Somehow, amidst all the pain, loss, and hardship, De Quincey persevered. In September 1822, “Confessions of an English Opium Eater” was published in London Magazine:

The Confessions were instantly famous and have remained so ever since. Between 1821 and 1823 some fifteen reviews appeared, nearly all of them enthusiastic about the book’s style and imaginative power, though a few thought the author vain or immoral and there were doubts about the truth of his story. Imitations and parodies abounded, and before long De Quincey’s literary influence, unknown to him, was spreading abroad. In 1828 his work was introduced to France by Alfred de Musset in L‘anglais, mangeur d’opium, a very free adaptation; in 1860 a better version was to be made by Baudelaire in Les paradis artificiels, and by then the Confessions had reached Edgar Allan Poe and contributed an important element to his style and vision. vision. De Quincey had written a classic work.

I cannot praise this biography too highly. Grevel Lindop’s writing is wonderful; his research, exhaustive. This was obviously a labor of love, and I, for one, loved it.

Grevel Lindop

Here, from Lindop’s site, is the story of his thorough-going involvement in the life and work of Thomas De Quincey:

In the late 1970s I became interested in Thomas De Quincey, ‘the English Opium-Eater’, essayist and friend of Wordsworth and Coleridge. I wrote a biography of him, published in 1981 as The Opium-Eater: A Life of Thomas De Quincey. Later I edited his Confessions of an English Opium-Eater and Other Writings for the Oxford World’s Classics series in 1985, and later still I piloted The Works of Thomas De Quincey, a 21-volume complete edition of his writings, produced by a team of eleven editors under my direction and published in 2000-03.

There’s much more in this biography that what I’ve described above.
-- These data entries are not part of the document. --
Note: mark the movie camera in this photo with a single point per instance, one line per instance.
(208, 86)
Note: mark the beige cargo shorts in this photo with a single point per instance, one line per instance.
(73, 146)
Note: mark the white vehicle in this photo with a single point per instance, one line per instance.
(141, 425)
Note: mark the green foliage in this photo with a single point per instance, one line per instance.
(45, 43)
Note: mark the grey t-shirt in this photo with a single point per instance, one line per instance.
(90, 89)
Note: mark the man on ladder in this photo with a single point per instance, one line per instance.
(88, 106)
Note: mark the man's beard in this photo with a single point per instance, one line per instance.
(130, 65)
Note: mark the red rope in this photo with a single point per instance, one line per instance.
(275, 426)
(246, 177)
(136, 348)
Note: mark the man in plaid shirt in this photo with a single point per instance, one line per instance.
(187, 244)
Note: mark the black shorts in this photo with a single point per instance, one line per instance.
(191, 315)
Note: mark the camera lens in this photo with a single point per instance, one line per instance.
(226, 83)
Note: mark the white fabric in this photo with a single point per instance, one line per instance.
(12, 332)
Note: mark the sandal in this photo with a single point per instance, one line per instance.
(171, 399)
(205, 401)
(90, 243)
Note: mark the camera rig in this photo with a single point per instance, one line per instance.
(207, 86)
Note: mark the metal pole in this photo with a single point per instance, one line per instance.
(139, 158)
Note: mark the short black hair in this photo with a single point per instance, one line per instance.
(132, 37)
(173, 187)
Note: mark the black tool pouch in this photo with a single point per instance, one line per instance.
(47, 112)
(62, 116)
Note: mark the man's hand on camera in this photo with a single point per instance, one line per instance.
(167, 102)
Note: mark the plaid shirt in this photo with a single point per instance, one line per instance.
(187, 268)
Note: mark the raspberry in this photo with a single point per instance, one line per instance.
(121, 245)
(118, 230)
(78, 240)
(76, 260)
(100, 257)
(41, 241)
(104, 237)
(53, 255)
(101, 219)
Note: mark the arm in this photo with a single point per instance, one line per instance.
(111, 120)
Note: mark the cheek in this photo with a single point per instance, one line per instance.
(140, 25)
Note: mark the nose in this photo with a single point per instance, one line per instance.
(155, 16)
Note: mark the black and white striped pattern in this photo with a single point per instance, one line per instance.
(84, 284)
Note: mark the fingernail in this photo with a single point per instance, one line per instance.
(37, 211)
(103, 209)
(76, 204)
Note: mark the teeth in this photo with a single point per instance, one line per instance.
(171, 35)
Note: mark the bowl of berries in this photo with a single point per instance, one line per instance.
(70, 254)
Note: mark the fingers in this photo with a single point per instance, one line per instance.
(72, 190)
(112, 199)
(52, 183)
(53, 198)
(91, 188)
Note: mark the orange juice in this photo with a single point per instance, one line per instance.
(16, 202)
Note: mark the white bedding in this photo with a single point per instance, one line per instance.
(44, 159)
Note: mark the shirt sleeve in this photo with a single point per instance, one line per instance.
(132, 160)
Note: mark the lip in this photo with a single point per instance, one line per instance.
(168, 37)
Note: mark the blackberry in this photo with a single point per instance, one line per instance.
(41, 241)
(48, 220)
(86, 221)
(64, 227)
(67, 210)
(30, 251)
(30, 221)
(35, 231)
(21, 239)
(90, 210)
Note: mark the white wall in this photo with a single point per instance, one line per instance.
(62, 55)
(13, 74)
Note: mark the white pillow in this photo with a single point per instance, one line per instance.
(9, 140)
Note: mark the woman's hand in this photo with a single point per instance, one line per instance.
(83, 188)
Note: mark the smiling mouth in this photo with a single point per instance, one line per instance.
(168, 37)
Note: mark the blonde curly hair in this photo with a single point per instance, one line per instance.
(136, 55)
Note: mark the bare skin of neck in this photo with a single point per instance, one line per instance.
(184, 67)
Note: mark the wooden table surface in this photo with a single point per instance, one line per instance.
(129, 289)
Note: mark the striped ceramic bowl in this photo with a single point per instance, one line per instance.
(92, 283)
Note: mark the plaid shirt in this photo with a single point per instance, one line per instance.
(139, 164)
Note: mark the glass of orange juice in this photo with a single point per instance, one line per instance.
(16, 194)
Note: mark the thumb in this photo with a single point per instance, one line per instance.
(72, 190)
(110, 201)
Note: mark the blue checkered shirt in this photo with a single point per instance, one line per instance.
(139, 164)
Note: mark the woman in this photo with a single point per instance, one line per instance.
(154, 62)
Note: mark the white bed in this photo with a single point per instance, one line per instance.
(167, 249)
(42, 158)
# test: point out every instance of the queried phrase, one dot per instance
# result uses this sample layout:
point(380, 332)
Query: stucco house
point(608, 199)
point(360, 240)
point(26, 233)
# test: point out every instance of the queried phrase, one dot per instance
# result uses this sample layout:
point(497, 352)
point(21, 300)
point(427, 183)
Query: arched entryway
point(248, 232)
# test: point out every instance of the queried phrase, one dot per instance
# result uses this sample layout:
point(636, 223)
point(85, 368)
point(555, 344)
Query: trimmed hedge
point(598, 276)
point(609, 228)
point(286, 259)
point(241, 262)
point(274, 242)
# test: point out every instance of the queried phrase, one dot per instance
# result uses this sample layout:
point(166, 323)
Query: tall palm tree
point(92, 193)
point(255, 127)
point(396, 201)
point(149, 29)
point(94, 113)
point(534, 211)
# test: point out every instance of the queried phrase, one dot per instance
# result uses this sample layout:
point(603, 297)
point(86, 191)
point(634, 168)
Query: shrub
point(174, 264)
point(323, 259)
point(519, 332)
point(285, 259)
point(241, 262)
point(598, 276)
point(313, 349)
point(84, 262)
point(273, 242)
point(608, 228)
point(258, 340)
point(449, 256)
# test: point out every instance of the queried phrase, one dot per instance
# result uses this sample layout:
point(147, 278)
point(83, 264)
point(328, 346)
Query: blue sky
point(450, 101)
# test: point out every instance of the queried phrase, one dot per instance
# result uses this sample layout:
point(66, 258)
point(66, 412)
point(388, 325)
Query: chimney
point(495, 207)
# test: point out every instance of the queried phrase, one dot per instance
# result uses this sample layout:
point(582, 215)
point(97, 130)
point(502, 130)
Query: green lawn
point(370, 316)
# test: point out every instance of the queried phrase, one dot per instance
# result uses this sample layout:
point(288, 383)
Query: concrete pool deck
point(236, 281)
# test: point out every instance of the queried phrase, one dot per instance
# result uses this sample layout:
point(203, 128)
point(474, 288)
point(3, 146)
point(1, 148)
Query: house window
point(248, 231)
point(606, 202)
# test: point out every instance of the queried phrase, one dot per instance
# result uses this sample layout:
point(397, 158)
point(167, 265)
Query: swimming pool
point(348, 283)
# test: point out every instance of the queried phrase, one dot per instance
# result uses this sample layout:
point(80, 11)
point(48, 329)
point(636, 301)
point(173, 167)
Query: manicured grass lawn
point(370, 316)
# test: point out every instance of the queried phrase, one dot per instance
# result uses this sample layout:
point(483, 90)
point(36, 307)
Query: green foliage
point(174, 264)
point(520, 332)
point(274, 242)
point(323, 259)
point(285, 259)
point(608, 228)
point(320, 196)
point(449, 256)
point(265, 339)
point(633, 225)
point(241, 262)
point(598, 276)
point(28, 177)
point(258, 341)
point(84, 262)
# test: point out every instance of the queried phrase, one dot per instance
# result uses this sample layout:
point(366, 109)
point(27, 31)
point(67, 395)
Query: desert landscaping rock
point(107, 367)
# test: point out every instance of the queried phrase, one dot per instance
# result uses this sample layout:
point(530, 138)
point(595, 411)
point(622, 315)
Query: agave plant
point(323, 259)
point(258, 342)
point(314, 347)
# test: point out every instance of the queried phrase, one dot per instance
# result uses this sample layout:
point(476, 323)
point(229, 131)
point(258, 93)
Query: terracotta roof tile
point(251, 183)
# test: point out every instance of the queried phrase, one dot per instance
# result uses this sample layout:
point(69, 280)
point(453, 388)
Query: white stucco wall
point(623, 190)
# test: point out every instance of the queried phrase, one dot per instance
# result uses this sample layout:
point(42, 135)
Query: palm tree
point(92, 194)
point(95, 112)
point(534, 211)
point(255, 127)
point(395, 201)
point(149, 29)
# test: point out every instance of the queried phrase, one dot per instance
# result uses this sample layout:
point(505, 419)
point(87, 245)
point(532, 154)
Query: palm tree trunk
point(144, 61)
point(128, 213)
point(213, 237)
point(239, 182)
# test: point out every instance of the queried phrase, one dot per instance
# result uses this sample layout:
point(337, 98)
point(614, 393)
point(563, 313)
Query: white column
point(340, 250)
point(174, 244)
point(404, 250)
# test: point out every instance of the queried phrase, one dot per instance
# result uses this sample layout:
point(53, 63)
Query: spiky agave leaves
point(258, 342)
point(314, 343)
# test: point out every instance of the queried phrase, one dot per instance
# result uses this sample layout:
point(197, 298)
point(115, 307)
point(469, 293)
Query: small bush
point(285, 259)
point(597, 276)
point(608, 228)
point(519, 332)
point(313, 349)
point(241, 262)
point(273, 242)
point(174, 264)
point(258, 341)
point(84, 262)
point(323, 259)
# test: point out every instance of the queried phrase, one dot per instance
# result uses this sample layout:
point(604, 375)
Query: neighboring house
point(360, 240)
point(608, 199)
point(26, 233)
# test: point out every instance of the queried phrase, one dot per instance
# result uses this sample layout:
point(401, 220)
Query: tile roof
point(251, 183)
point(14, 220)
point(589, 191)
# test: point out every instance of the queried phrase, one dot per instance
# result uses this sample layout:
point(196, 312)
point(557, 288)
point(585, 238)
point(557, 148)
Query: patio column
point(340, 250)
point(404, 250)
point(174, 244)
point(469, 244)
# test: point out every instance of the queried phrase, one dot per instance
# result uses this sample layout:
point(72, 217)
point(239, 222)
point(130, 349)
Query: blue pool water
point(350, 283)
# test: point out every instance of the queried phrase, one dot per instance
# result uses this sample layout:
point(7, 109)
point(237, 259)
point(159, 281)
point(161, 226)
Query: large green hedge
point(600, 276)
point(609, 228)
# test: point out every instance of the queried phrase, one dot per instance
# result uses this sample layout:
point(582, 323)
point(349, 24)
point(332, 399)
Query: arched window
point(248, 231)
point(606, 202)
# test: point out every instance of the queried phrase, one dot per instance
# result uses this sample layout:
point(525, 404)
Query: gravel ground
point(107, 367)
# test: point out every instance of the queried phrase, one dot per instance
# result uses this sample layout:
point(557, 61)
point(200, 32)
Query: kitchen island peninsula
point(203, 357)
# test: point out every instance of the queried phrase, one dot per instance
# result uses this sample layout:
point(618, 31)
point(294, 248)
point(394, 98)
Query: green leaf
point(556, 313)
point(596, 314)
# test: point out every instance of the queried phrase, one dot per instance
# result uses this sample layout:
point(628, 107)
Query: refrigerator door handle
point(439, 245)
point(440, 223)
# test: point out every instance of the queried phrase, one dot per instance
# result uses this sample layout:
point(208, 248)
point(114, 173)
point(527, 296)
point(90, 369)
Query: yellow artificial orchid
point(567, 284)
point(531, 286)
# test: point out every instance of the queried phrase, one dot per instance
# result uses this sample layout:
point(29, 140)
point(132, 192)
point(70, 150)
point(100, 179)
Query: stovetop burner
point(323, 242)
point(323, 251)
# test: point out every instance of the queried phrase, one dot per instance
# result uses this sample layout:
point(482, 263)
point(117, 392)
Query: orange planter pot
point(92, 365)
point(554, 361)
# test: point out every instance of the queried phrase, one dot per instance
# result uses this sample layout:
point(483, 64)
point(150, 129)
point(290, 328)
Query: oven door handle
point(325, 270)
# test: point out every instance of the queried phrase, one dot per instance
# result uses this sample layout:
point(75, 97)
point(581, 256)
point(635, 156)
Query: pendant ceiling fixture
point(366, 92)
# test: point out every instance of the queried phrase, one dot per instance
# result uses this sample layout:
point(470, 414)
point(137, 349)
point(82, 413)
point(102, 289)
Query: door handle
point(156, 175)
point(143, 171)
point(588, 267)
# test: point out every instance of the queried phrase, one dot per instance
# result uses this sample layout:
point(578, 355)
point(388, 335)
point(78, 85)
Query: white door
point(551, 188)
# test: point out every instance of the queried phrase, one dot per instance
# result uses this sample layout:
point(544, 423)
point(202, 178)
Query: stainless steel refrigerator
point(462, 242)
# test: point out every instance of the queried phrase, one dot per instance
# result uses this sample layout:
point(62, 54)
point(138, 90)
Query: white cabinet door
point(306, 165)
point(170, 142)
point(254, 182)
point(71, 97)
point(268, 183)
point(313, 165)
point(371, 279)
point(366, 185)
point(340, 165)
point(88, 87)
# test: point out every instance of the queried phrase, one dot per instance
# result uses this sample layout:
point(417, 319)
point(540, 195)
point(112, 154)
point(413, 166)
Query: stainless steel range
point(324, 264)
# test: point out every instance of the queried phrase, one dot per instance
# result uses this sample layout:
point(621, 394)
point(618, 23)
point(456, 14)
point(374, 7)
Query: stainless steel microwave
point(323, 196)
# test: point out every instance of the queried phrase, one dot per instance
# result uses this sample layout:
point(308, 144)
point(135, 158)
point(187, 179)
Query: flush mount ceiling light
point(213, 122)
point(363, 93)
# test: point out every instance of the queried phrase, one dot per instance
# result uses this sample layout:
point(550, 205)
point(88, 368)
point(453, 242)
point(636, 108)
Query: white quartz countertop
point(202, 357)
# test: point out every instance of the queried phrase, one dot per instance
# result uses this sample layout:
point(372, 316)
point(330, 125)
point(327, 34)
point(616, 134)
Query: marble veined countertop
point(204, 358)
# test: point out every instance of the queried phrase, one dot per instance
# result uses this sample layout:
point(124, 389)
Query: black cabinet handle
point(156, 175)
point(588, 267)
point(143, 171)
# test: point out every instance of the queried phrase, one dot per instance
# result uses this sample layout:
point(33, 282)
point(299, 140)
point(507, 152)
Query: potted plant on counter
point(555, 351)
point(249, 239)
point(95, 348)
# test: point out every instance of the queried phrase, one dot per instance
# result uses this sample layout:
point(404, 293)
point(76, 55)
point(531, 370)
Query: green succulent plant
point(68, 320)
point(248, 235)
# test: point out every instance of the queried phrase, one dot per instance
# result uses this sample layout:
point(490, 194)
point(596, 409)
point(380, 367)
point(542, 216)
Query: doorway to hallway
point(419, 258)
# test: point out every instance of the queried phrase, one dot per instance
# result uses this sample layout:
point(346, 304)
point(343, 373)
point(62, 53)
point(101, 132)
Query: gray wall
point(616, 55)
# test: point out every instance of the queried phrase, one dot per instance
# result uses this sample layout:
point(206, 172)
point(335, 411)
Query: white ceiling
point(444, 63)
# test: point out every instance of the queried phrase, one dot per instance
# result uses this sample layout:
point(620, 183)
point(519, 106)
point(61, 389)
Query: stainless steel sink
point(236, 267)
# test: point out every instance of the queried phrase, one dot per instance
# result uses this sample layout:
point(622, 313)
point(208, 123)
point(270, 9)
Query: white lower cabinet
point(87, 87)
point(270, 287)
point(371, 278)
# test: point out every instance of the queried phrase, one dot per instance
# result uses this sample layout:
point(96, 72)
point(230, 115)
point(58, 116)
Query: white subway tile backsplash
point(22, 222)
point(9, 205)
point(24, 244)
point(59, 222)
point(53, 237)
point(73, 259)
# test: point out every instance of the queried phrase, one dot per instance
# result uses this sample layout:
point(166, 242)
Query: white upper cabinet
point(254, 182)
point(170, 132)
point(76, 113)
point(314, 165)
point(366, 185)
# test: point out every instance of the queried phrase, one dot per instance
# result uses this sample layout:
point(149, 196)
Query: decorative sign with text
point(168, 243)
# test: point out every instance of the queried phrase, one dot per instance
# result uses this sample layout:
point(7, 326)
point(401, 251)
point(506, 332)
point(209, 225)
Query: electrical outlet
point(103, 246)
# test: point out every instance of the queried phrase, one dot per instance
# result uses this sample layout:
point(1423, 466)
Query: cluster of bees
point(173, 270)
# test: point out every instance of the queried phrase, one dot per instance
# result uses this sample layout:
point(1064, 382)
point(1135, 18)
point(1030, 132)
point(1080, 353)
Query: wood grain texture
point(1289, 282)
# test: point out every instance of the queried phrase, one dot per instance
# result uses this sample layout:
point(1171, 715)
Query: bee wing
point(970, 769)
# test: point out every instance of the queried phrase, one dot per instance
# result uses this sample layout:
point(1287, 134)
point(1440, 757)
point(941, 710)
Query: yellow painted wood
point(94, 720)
Of especial interest is De Quincey’s relationship with Wordsworth and his family. Anyway, read it, for that and for so much more.

The question arises as to what to read by De Quincey himself. I won’t deny that I find some of his writings abstruse. For one thing, his prose is liberally sprinkled with quotations from the Latin and Greek. For another, there is an antiquarian aspect to his prose that can  be rather daunting for the modern reader – or this reader, at any rate. Be that as it may, there are works that Lindop really made me want to read: The Avenger, The English Mail Coach – and of course, The Confessions. I’m currently rereading On Murder Considered as One of the Fine Arts and finding it tougher going than I did this first time; don’t ask me why. I do, though, have to share this quote from it:

If once a man indulges himself in murder, very soon he comes to think little of robbing; and from robbing he comes next to drinking and Sabbath-breaking, and from that to incivility and procrastination.

The tone, I think, is what makes On Murder especially memorable. A good place to start, though, would be On the Knocking at the Gate in Macbeth. It’s short, powerful, accessible, and deeply profound.